In this instance, the left coilpack has a resistive fault to ground. The right coilpack circuit is OK, and the normal pulse is shown with peak current (4.5 Amps), dwell time (3.5 msec) and implied engine RPM (500). However, for the left coilpack, there is a resistive fault to ground, and it’s not enough to trip the electronic circuit protection into fault mode. The display switches to Amber, and a sampled plot occurs along with an indication of average current. The pulse you can see is there because the coilpack is still there and operating. Since this occurs on top of a DC offset, the firmware doesn’t try to extract and analyse the pulse, so the pulse will move around on the display as updates occur. This is a simple resistive fault, but the steady DC baseline in this test could just as easily vary and it would appear on the sampled display as a noisy line instead of a purely horizontal one. Pressing the Coilpack-L channel will bring up the following detailed display:
In the detailed display, an indication of the DC offset problem appears in Red. There is no actionable item here, any wiring or coilpack problem will need to be diagnosed on the ground.

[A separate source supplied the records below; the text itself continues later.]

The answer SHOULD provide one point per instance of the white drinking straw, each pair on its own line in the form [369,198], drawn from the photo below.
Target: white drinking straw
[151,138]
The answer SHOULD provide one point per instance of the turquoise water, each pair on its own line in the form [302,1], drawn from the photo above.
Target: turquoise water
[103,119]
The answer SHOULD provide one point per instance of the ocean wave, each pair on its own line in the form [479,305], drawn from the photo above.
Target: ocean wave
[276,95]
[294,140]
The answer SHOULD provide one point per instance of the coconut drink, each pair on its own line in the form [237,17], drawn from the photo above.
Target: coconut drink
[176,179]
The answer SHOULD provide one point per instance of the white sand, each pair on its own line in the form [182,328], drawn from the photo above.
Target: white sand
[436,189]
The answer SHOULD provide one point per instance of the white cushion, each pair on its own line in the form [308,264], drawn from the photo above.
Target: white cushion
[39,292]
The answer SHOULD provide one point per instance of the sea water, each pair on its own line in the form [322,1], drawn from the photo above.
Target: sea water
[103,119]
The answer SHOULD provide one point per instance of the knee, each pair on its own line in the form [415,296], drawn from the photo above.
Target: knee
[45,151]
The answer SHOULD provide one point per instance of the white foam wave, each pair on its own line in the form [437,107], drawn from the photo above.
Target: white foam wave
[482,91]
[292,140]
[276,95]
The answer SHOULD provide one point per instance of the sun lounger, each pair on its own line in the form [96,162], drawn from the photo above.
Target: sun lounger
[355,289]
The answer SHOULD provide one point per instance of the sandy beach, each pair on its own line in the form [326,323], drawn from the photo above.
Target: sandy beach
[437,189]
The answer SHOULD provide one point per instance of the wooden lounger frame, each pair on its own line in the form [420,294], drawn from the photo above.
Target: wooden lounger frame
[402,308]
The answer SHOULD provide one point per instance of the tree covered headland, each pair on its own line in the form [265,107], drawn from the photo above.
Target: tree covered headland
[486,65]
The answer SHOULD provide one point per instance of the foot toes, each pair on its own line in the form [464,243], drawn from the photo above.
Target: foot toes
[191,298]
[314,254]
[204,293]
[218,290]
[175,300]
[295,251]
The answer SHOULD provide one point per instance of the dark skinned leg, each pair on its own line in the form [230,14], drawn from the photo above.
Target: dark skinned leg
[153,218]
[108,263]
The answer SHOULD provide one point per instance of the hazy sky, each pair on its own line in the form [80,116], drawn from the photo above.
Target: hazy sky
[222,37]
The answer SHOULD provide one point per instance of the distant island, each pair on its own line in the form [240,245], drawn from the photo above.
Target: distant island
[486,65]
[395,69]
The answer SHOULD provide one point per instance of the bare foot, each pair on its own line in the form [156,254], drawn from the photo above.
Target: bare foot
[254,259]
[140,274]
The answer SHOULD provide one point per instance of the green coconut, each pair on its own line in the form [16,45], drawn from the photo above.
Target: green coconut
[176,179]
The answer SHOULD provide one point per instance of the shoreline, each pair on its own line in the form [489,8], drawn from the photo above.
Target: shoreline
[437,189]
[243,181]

Fuel pump or fuel pressure regulator anomalies
There was a discussion on VAF a while ago about fuel filter contamination, and a suggestion that you could tell when fuel filter(s) needed cleaning by listening to the whine of the fuel pump(s). It struck me as odd that this is an acceptable diagnostic method in this day and age of engine monitors and sensors all over the place to monitor engine performance. So I did some more work on the firmware and software for the EFI redundant power board to monitor and log a bit more fuel pump data.

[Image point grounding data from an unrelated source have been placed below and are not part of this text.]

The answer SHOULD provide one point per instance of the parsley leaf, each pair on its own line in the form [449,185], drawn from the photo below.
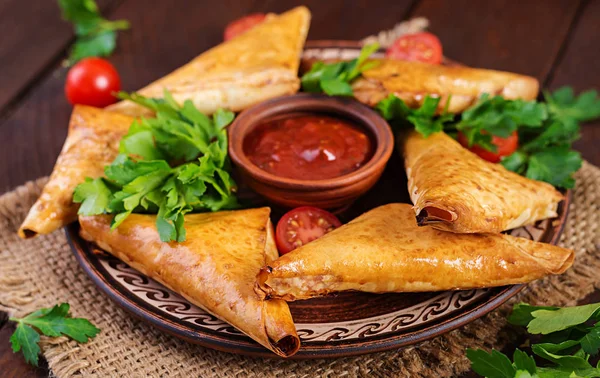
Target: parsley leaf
[26,339]
[590,343]
[545,153]
[492,365]
[546,321]
[569,355]
[96,36]
[94,196]
[424,118]
[170,165]
[334,79]
[53,322]
[555,165]
[565,106]
[500,117]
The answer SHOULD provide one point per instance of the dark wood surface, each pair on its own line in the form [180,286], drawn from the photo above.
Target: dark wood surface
[556,41]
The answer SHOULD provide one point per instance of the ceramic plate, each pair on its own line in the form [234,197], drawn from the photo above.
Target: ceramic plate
[340,325]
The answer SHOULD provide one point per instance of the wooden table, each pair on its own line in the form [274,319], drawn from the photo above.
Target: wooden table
[555,40]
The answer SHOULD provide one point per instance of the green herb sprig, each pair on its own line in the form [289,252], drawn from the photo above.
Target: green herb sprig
[170,165]
[546,154]
[424,118]
[546,130]
[570,337]
[96,36]
[54,322]
[334,79]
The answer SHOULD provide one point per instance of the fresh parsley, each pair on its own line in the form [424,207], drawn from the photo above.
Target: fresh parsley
[170,165]
[545,154]
[424,118]
[54,322]
[496,116]
[570,336]
[96,36]
[546,130]
[334,79]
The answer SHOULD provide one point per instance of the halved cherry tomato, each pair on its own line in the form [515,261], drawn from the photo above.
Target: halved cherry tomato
[92,81]
[303,225]
[423,47]
[241,25]
[506,146]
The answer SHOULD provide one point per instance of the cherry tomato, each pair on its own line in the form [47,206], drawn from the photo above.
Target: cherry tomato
[92,81]
[423,47]
[303,225]
[243,24]
[506,146]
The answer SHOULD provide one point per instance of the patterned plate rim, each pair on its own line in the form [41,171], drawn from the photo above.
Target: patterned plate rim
[484,304]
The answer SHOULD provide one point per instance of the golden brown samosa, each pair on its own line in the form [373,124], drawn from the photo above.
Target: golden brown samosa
[453,189]
[92,143]
[411,81]
[255,66]
[215,268]
[384,250]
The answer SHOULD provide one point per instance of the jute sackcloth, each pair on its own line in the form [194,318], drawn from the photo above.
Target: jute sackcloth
[41,272]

For the regular detailed fuel pump display, I derived and added a measurement of ripple current. This gives an objective, numeric indication of commutator action and noise, rather than the subjective indication I’ve had in the past.
Note the above display was using an air blower, not a regular fuel pump. Makes no difference for development work. Available in the new detailed display is a sampled plot of motor current showing commutator ripple, average current, start inrush current, ripple current, and fuel pump run time since the last start. In addition, a new button “Show start” has been added. The EFI redundant power firmware takes and stores a sample of the most recent start event for each fuel pump, and this can be displayed. The system captures 400 samples across the one second after a pump start is detected, and it is displayed as follows:
This display updates whenever a new start on the associated pump occurs, so if you didn’t like how a pump started, you could perform several pump restarts, and examine the start inrush characteristic for each event. The update occurs one second after the pump start begins, of course, since this is how long we collect data for. Any discontinuity in this plot could indicate a wiring error, or a developing fuelpump problem.
This sampling of fuelpump inrush current has also been added to the logging system. Every fuelpump start event is logged to flash memory, along with a timestamp as to when it happened. At the end of a flight, part of the log data processing consists of generating plots for each pump start event. The following is an example plot for a test run that involved seven pump starts. The inrush surge current follows a similar path for each separate start event. Any line that deviated from the “normal” characteristic would be cause for some further investigation.
This latest work closes out the EFI redundant power system design as far as I’m concerned. I’m happy with the features and stability, what remains at this point is to collate all of the operating information (some of which I’ve described in a few posts) into a chapter to be included in the POH.